According to market data reported by Reuters, the suspicious activity unfolded across four major trading days between March and April 2026. Large sell orders were placed shortly before announcements such as delayed military action, ceasefire updates, and the reopening of the Strait of Hormuz. In one instance on March 23, traders offloaded roughly $2.2 billion worth of oil futures just 15–20 minutes before a public statement from U.S. leadership, triggering a steep drop in crude prices.

Similar patterns repeated in early April, when approximately $2.12 billion in oil and gasoline futures were sold minutes before a surprise ceasefire announcement between the U.S. and Iran. Another major trade followed on April 17, involving about $2 billion in positions placed shortly before confirmation that the Strait of Hormuz was open to commercial shipping again. A final $830 million trade was executed on April 21 just ahead of another ceasefire-related announcement, reinforcing suspicions of advance knowledge.

Beyond traditional markets, analysts also pointed to unusual activity on prediction platforms, where new accounts reportedly placed high-confidence bets on Iran-related military developments. Some of these accounts recorded win rates as high as 93%, with profits made just before news became public. Earlier reports suggested even smaller-scale bets on platforms like Polymarket reflected similarly precise timing, adding to concerns that sensitive information may have been leaked.

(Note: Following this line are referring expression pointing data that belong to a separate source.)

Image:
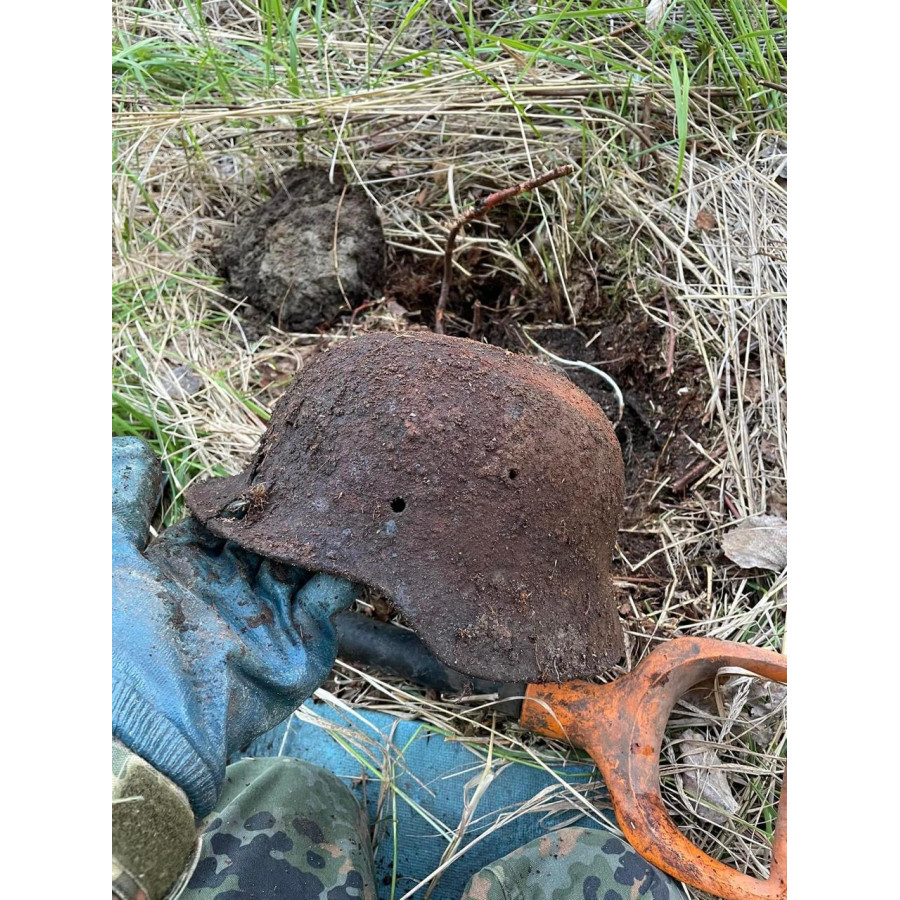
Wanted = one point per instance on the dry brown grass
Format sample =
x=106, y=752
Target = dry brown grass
x=423, y=146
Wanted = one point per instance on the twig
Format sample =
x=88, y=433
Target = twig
x=670, y=355
x=476, y=212
x=691, y=475
x=583, y=365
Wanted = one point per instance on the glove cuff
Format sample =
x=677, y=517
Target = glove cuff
x=142, y=729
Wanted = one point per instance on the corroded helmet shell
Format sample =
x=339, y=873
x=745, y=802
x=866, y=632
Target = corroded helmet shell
x=478, y=490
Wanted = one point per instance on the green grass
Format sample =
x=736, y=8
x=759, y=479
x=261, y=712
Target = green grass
x=176, y=58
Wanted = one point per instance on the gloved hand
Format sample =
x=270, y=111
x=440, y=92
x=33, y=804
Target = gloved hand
x=212, y=645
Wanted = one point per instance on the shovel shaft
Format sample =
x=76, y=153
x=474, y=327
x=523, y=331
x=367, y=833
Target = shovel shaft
x=621, y=725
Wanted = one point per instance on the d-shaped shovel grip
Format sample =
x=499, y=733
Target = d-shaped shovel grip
x=621, y=725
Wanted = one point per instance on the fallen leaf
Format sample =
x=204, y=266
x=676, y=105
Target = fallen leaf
x=395, y=309
x=759, y=542
x=704, y=780
x=705, y=220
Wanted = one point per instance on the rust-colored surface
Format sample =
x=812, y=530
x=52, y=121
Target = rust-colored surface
x=478, y=490
x=622, y=724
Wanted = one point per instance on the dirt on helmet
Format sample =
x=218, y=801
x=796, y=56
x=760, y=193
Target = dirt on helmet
x=478, y=490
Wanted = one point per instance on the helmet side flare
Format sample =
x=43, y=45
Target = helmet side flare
x=478, y=490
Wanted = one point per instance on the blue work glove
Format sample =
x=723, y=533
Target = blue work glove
x=212, y=644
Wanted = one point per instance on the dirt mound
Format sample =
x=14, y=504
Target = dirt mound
x=314, y=250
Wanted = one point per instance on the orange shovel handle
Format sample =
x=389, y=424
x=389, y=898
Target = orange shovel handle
x=621, y=725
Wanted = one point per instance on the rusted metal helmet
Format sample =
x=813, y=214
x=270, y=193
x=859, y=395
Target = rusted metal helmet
x=478, y=490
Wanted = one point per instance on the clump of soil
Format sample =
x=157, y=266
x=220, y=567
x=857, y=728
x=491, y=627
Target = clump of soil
x=314, y=250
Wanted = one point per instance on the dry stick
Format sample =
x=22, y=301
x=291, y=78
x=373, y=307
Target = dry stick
x=476, y=212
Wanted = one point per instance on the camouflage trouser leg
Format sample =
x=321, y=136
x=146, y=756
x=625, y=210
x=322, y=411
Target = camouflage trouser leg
x=572, y=864
x=284, y=828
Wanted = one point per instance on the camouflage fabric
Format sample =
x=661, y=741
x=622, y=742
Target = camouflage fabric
x=154, y=838
x=572, y=864
x=284, y=828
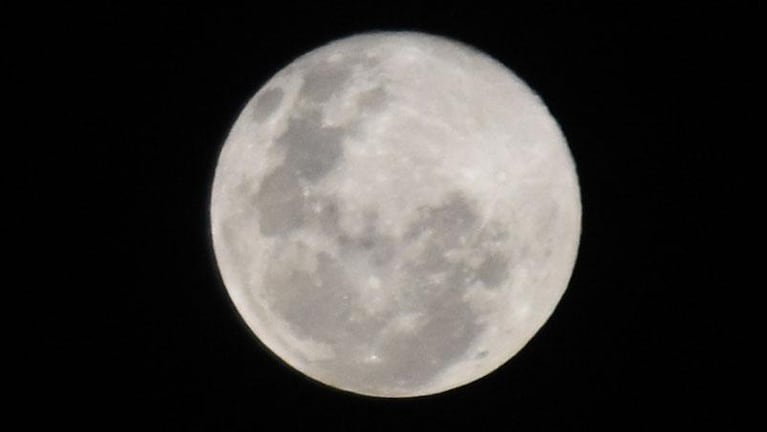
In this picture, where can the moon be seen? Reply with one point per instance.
(395, 214)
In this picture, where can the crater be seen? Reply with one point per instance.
(445, 223)
(312, 150)
(267, 103)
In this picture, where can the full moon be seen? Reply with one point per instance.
(395, 214)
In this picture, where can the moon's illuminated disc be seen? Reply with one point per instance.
(395, 214)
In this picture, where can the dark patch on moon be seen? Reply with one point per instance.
(324, 79)
(327, 307)
(494, 269)
(267, 103)
(373, 100)
(279, 202)
(312, 149)
(316, 305)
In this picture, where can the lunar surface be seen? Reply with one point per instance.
(395, 214)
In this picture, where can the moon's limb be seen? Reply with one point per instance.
(395, 214)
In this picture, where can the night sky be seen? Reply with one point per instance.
(139, 330)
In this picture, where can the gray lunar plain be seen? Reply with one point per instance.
(395, 214)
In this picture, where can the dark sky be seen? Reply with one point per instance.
(650, 100)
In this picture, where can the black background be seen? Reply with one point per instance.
(139, 328)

Regulators, including the U.S. Department of Justice and the Commodity Futures Trading Commission, are now examining whether non-public information influenced the trades. However, experts warn that rising activity in prediction markets and digital betting platforms is making enforcement increasingly difficult. Lawmakers have also raised alarms, arguing that the blending of geopolitics, fast-moving markets, and decentralized betting platforms is creating new blind spots for financial oversight.